We trudge down the paths in the thick summer air, choosing which branches to take and which gates to pass through based on the code I figured out in my mother’s book of sonnets. Always walking toward the light—following the paths that will lead us to Sonnet XVIII, the lines written in the lantern room of the lighthouse. The afternoon threatens us with thunder, the sky closing in around us, yet it barely rains and our canteens start to run dry. But Catcher doesn’t want to leave Cira to forage in the Forest for a stream and with the threat of the Recruiters behind us, we keep walking.

At first I feel uncomfortable being near Cira. Catcher hovers around her, helping her when she can’t keep up. She seems to stumble along the path not seeing anything, and I wonder if she really has given up or if it’s the blood infection taking over, making her lose touch.

I can’t stop wondering how much time she has left. If she’ll ever recover.

And then finally the silence between us is too much and I drop back, taking her hand from Catcher’s and holding it tight in my own.

“Tell me again how it will be okay,” she says, her voice hoarse.

There’s so much of her missing, so much of who she used to be—the spark and energy. “It’ll be okay,” I tell her, hoping she believes my words even if I’m unsure of them.

She stops walking, causing me to stop as well, and smiles. She squeezes my hand and I realize how bony her fingers have become, how narrow her wrists. Tendrils of her hair are loose and limp around her face. Freckles scream against her pale skin.

I glance down the path to where Elias and Catcher keep pushing forward. I tug on her to keep going but she holds me back. “I know the infection’s bad,” she says. She has to catch her breath as she talks and it hits me again how much effort this whole ordeal’s been for her. “I’m not even sure if I’ll make it to … wherever.”

Her eyes are glassy. I swallow and shake my head. I feel the superhero pendant against my chest and I pull the necklace over my head.

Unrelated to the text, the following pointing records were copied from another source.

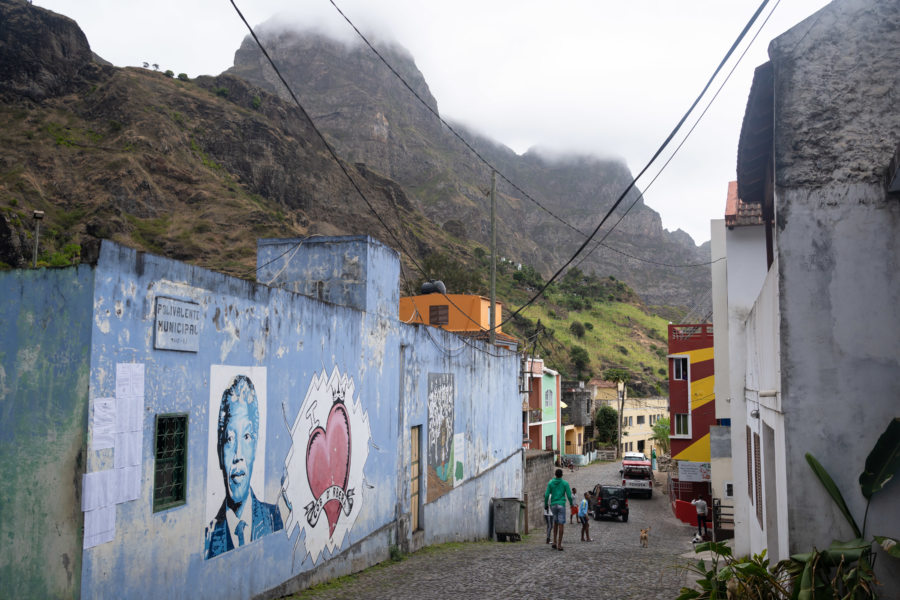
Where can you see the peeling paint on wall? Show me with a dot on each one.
(441, 465)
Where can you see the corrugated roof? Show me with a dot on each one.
(739, 213)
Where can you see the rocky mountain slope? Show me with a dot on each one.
(371, 117)
(198, 169)
(195, 170)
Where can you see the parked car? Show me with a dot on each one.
(637, 477)
(608, 501)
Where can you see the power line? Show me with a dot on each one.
(504, 177)
(324, 141)
(448, 125)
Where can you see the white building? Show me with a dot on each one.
(813, 283)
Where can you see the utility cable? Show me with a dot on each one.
(650, 162)
(677, 148)
(328, 147)
(488, 163)
(448, 125)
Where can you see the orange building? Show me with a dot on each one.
(464, 314)
(691, 391)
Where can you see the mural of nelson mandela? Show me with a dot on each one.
(242, 518)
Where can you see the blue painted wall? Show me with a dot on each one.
(296, 340)
(45, 322)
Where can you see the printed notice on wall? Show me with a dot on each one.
(693, 471)
(177, 325)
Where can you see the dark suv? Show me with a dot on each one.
(609, 501)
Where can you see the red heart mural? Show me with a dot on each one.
(328, 460)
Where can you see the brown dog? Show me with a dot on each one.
(645, 537)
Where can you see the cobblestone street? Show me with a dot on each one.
(613, 566)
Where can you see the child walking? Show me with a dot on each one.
(573, 512)
(583, 517)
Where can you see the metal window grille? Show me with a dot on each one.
(757, 469)
(170, 468)
(438, 314)
(749, 465)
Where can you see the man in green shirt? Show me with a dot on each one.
(555, 498)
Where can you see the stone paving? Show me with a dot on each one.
(613, 566)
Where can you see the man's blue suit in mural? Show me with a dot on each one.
(242, 518)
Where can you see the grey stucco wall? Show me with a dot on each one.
(837, 126)
(539, 467)
(290, 344)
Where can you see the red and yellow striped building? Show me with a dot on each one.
(692, 405)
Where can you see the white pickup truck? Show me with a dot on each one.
(637, 477)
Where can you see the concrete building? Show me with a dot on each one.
(576, 414)
(639, 416)
(691, 416)
(812, 315)
(543, 419)
(464, 314)
(170, 432)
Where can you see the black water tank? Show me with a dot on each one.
(433, 286)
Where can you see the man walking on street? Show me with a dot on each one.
(700, 505)
(555, 498)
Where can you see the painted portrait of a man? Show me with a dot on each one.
(242, 517)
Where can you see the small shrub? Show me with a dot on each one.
(577, 329)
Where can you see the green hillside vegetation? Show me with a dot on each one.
(601, 315)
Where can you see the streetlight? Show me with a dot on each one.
(38, 215)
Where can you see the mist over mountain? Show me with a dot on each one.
(199, 169)
(554, 201)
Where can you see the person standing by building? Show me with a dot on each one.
(583, 517)
(555, 496)
(700, 505)
(548, 517)
(573, 512)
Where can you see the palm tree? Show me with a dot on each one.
(661, 434)
(619, 376)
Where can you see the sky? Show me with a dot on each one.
(609, 79)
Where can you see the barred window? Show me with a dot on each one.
(439, 314)
(749, 463)
(170, 468)
(757, 471)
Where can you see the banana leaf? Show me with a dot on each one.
(805, 589)
(889, 545)
(883, 461)
(833, 491)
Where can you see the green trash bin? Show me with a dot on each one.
(509, 519)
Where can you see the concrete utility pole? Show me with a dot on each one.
(620, 388)
(38, 215)
(492, 337)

I step closer to her, reaching around her neck as I fasten the clasp. “You’re wrong,” I tell her. “Cira, don’t—” But she cuts me off by pressing her lips to my cheek, soft and dry.

“I’m dying, Gabry,” she says, pulling away. Tears flood her eyes. “I’ll never fall in love. I’ll never have a family—get to be the kind of mother I always wanted. I’ll never know what it feels like to be everything to someone.” She smiles softly. “I’ll never even kiss a boy. Tell me what it’s like?” Her voice is nothing, quieter than a whisper.

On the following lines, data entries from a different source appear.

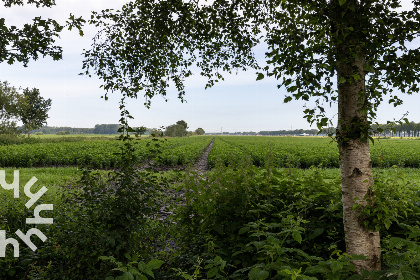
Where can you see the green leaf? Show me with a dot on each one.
(155, 264)
(257, 273)
(287, 99)
(396, 242)
(243, 230)
(212, 272)
(297, 237)
(126, 276)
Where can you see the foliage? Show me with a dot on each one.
(8, 108)
(33, 110)
(135, 270)
(34, 39)
(200, 131)
(304, 152)
(266, 224)
(106, 128)
(177, 130)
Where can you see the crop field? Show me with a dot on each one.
(263, 204)
(100, 154)
(304, 152)
(298, 152)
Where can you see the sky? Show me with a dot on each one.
(240, 103)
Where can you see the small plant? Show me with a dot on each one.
(134, 270)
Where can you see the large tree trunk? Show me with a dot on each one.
(355, 162)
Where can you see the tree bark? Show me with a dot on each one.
(355, 163)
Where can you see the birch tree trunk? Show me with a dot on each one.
(355, 164)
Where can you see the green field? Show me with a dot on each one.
(269, 205)
(299, 152)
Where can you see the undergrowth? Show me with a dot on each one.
(234, 223)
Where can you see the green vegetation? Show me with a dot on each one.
(237, 223)
(100, 154)
(304, 152)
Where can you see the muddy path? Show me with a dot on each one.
(202, 165)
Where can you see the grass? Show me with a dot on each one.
(52, 178)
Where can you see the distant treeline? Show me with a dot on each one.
(98, 129)
(290, 132)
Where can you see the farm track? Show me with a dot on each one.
(176, 199)
(202, 165)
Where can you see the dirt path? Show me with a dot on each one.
(202, 165)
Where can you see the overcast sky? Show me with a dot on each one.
(240, 103)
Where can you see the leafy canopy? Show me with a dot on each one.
(33, 39)
(33, 109)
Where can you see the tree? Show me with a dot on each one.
(200, 131)
(183, 124)
(34, 39)
(351, 52)
(33, 110)
(8, 112)
(140, 130)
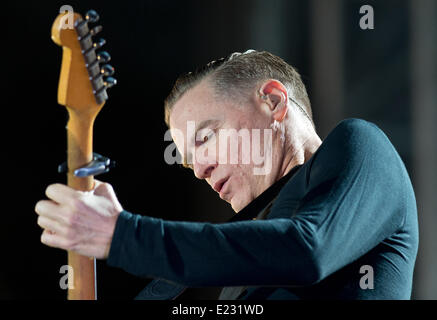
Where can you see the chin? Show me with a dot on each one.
(238, 204)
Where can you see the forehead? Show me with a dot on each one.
(196, 104)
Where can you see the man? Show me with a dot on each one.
(317, 220)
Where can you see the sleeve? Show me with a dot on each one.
(353, 199)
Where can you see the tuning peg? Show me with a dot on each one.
(103, 57)
(110, 81)
(107, 70)
(96, 30)
(92, 16)
(99, 43)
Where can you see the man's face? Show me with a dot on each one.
(211, 156)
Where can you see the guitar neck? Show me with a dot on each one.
(79, 143)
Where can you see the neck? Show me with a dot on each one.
(299, 154)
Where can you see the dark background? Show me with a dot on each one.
(386, 76)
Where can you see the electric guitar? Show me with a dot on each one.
(82, 90)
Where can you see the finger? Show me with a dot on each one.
(103, 189)
(52, 210)
(54, 240)
(46, 208)
(61, 193)
(51, 225)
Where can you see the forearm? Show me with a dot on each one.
(264, 252)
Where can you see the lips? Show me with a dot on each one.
(218, 186)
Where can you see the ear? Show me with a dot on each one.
(275, 95)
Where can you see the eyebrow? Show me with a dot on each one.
(202, 125)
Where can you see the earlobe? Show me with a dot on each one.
(280, 112)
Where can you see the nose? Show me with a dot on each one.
(203, 170)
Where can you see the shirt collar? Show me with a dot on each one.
(259, 203)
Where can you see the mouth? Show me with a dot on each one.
(219, 186)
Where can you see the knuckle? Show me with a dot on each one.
(72, 219)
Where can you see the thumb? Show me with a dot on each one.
(104, 189)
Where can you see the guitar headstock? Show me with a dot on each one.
(83, 80)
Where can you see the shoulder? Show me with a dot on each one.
(354, 137)
(354, 144)
(357, 134)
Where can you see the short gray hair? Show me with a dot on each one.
(240, 72)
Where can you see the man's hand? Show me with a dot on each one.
(79, 221)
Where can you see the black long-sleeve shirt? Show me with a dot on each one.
(350, 205)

I shake my head. I refuse to admit that what she’s saying can be true. That she has any reason to worry about whether she’ll survive. I don’t even want to think about it but she puts her fingers on my wrist and says, “Please,” and I see the pleading in her eyes. How desperately she wants to know.

I nod and think back to the night at the amusement park with Catcher. I think about the evening on the beach with Elias. I don’t know what to tell her, how to explain the feeling of wanting and yet being so scared it won’t happen. That moment when there’s no turning back and his lips land on yours. How different it can make you feel. So beautiful and needed and special.

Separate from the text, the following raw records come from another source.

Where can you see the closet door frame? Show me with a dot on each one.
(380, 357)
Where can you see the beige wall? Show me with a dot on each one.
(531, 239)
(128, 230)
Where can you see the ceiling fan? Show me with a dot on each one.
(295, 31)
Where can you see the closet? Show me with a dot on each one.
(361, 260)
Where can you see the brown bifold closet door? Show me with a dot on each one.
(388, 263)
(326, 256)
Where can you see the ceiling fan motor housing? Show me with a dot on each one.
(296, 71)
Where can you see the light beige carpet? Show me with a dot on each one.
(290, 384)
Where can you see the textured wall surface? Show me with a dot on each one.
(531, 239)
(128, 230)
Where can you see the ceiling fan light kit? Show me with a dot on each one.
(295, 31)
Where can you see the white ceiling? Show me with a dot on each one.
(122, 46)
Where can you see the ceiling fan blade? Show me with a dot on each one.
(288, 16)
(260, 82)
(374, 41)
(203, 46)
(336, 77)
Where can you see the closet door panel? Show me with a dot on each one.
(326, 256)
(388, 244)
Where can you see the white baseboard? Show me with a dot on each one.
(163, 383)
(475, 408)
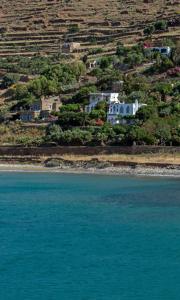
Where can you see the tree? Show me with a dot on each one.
(53, 133)
(70, 107)
(146, 112)
(9, 79)
(149, 30)
(161, 25)
(164, 89)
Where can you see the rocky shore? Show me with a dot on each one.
(94, 166)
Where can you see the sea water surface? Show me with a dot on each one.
(89, 237)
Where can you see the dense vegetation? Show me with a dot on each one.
(146, 78)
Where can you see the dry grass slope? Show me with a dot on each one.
(31, 26)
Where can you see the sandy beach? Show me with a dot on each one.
(173, 171)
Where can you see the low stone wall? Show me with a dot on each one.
(74, 150)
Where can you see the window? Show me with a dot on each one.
(127, 110)
(121, 110)
(163, 50)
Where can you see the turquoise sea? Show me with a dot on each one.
(89, 237)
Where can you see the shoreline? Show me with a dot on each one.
(112, 170)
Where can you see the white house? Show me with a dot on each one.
(121, 109)
(95, 98)
(166, 50)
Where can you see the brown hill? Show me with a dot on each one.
(31, 26)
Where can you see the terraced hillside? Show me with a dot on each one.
(31, 26)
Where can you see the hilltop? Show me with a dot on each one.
(28, 27)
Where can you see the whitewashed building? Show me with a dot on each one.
(95, 98)
(119, 110)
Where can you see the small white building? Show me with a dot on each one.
(95, 98)
(166, 50)
(120, 109)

I start walking down the path and she walks next to me, her hand in mine. “It’s wonderful,” I finally say. “And also a little weird-feeling. I mean, not knowing what to do and how it works.” A laugh bubbles up and it feels so refreshing after spending so long thinking about death and infection and the Mudo. “You worry that you’re doing something wrong,” I tell her. And then I lean closer and whisper, “I couldn’t stop wondering what the last thing I’d eaten was.” I smile as she giggles.

“I don’t want to hear the bad parts,” she says with a grin. “I only want you to tell me the good parts.”

And so I do. As we wade through the late-day heat I tell her all of it, forgetting that we’re in the Forest, that we’re being chased and aren’t sure of where we’re going. Just feeling like friends sharing an everyday afternoon walk.